Several studies have reported altered distribution and quantity of trace metals (Zn, Cu, Fe, and Cs) across cancers. For example, Planeta et al. [29] showed that Fe, Cu, and Se may serve as biomarkers of glioblastoma progression, while Udali et al. [18] demonstrated that high serum Cu levels were directly associated with decreased survival. In fact, patients in the highest quintile of serum Cu had a sixfold greater mortality risk than those in other quintiles. In contrast to Cu—which may accumulate in well-differentiated tumors reflecting retained hepatocyte-like metabolic features—Zn may remain relatively stable at the tissue level because it is an essential cofactor with stringent homeostatic control. Thus, Zn-related alterations in HCC may preferentially manifest as redistribution (subcellular/compartmental shifts) rather than a net increase measurable by mean TLR, potentially explaining the absence of significant Zn associations in this analysis.

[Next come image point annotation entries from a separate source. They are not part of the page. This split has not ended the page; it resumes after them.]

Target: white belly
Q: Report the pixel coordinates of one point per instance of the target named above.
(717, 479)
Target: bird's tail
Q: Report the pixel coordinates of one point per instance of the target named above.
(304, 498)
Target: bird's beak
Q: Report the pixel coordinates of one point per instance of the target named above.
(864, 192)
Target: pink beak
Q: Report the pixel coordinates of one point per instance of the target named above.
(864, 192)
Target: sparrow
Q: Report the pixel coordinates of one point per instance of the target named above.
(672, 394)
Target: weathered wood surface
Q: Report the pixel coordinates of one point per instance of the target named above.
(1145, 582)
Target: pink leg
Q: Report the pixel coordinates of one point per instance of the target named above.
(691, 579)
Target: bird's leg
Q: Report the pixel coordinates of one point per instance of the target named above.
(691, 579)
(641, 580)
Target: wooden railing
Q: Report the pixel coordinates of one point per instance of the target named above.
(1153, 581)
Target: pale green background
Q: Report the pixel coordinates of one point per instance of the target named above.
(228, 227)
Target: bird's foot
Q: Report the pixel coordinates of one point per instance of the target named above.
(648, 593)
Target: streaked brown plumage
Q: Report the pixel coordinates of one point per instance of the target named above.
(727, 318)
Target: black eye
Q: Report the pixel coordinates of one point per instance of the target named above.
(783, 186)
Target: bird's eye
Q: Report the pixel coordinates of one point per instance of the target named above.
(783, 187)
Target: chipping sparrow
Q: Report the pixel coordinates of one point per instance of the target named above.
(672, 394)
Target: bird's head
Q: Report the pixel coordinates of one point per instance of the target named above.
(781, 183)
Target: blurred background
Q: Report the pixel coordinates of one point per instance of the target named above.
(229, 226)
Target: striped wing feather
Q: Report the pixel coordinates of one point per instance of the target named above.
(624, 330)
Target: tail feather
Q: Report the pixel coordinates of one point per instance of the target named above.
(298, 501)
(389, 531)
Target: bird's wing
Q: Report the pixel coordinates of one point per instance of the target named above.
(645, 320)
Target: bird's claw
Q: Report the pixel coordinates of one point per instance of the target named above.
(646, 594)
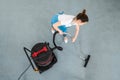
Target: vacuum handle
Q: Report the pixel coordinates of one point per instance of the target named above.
(58, 47)
(25, 50)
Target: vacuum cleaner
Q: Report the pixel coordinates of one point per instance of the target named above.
(42, 56)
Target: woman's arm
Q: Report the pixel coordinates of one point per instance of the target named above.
(76, 33)
(55, 26)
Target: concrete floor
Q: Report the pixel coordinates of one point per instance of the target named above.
(22, 23)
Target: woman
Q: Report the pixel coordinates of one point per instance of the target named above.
(60, 23)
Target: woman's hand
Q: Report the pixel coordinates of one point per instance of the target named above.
(73, 39)
(60, 32)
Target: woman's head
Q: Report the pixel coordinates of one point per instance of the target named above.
(82, 18)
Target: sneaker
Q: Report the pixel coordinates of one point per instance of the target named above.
(53, 31)
(65, 39)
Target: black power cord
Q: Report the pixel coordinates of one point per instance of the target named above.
(24, 72)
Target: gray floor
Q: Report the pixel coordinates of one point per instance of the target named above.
(26, 22)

Recently, SR-XRF has emerged as a novel non-destructive, multi-element method that uses monochromatic synchrotron radiation as an X-ray source and a high-quality Fresnel zone plate, enabling high-resolution imaging of trace element distribution [11,12]. By allowing non-destructive, multi-element, high-sensitivity mapping, this technique integrates “distribution” and “quantification,” which were difficult to achieve with conventional methods, including staining and bulk quantification. It enables the evaluation of tumor–liver boundaries and tumor heterogeneity. However, it should be noted that SR-XRF is positioned as a complementary ex vivo element imaging technique, not as a competing clinical imaging diagnostic tool, including positron emission tomography (PET).
The ability to apply this method to fixed and embedded specimens enhances its compatibility with pathological workflows, supporting potential future applications in pathological diagnosis and treatment response evaluation based on element dynamics.

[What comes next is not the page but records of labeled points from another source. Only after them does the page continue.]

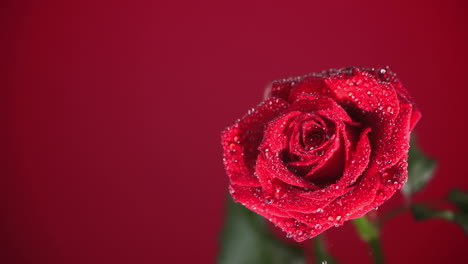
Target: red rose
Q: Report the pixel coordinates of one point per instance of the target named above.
(321, 149)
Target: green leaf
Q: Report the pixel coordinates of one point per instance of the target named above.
(366, 230)
(370, 234)
(320, 251)
(420, 169)
(246, 239)
(423, 212)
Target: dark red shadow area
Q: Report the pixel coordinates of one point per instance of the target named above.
(111, 114)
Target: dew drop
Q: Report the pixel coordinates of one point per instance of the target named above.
(268, 153)
(390, 109)
(232, 147)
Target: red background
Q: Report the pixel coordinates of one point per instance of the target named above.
(111, 114)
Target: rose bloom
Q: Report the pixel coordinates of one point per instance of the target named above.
(321, 149)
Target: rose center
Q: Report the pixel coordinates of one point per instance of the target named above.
(313, 139)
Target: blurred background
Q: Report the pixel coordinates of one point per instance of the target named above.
(111, 113)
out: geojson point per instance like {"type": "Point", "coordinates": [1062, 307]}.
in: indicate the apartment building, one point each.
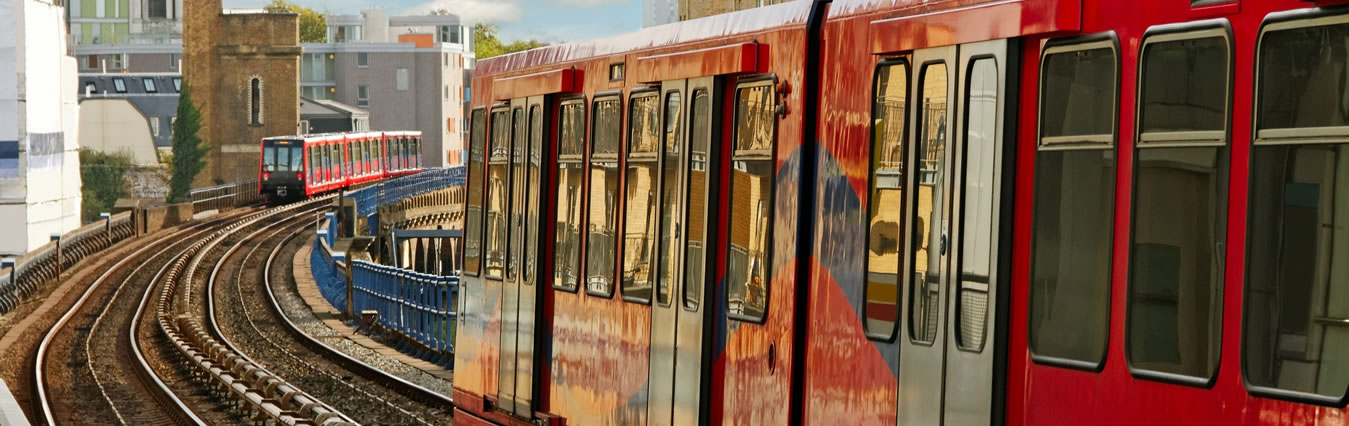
{"type": "Point", "coordinates": [408, 72]}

This study had some limitations. First, it was a single-center study with a limited number of cases, and outcomes were measured in a cohort enrolled between 1999 and 2002. Therefore, caution is warranted regarding external validity and generalizability to current treatments and imaging conditions. Second, challenges remain in controlling the effects of fixation and embedding on element quantification; the standardization of region-of-interest definitions and colocalization analysis is necessary for accurate TLR calculation. Third, access to synchrotron facilities and throughput remain bottlenecks for clinical applications. Finally, formalin fixation and paraffin embedding processing may alter bulk metal concentrations and/or lateral elemental distributions via diffusion, solvent-related washout, and tissue shrinkage; these effects are known to be element- and tissue-dependent. Therefore, our Cu/Zn TLR results should be interpreted cautiously, and future studies using paired fresh-frozen specimens are warranted [30,31,32,33].
5. Conclusions
To the best of our knowledge, this is the first report of SR-XRF applied to human HCC. By comparing high-resolution elemental maps with histopathology, SR-XRF provides important insights into the pathophysiological processes of tumor formation and progression. Although its use in HCC research is still exploratory, this technique has potential for clinical application. Future directions include tumor characterization, personalized treatment monitoring, and the identification of novel biomarkers, contingent upon further technical refinements—including multi-element mapping and integration into pathology workflows—and large-scale validation studies.